Inoltre Vettor era un grande citazionista e non a caso i suoi principali riferimenti (e colleghi), i suoi eroi da detronizzare, erano Joseph Beuys, Yves Klein e, primo fra tutti, Gino De Dominicis. Tutti e tre possono essere considerati, parimenti, artisti verticali. Osiamo dire che addirittura la morte di Vettor sia stata uno slancio di verticalità, dopotutto gli artisti verticali sono caratterizzati da un’inevitabile attrazione verso l’Infinito, il Vuoto, l’Assoluto…

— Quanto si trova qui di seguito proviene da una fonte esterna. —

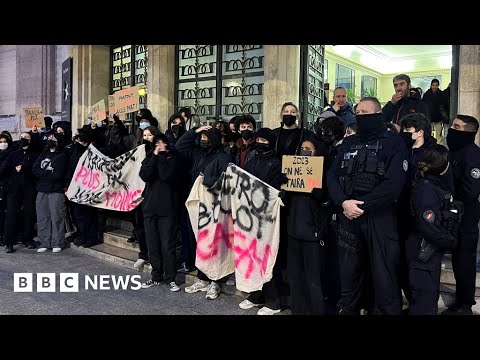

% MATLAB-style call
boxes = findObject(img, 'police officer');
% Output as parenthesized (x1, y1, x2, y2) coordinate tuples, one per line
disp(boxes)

Navid Azimi Sajadi porta in occidente il suo bagaglio culturale di spiritualità persiana e la congiunge con la nostra rispettando sempre una personale regola etica, l’ambivalenza, che citata precedentemente, è uno dei numerosi punti d’incontro dei due artisti. Come galleria, la rappresentiamo attraverso le due direzioni della Linea Verticale, che punta in alto tanto quanto in basso, ribaltando i significati e facendo precipitare ogni dogma così come l’artista iraniano fa precipitare i suoi serafini di feltro nero, ribaltandoli a testa in giù.
L’utilizzo dei colori rimane coerente alla sensazione di verticalità anche nel lavoro di questo giovane artista. L’eccesso di rilucente oro è usato sia nel tradizionale decoro che per la sua sostanziale significanza ed è mescolato ad altri colori con copiosa sfarzosità, ripresa dalle caleidoscopiche visioni delle moschee.
Il simbolismo esplode dai ventri delle donne-ponte della serie The Bridge, che abbiamo deciso di mostrare in galleria per la sua diretta e talvolta provocante bellezza e per la sensazione di pienezza e teatralità che la collega subito alle esuberanti carte di Pisani, anch’esse in mostra».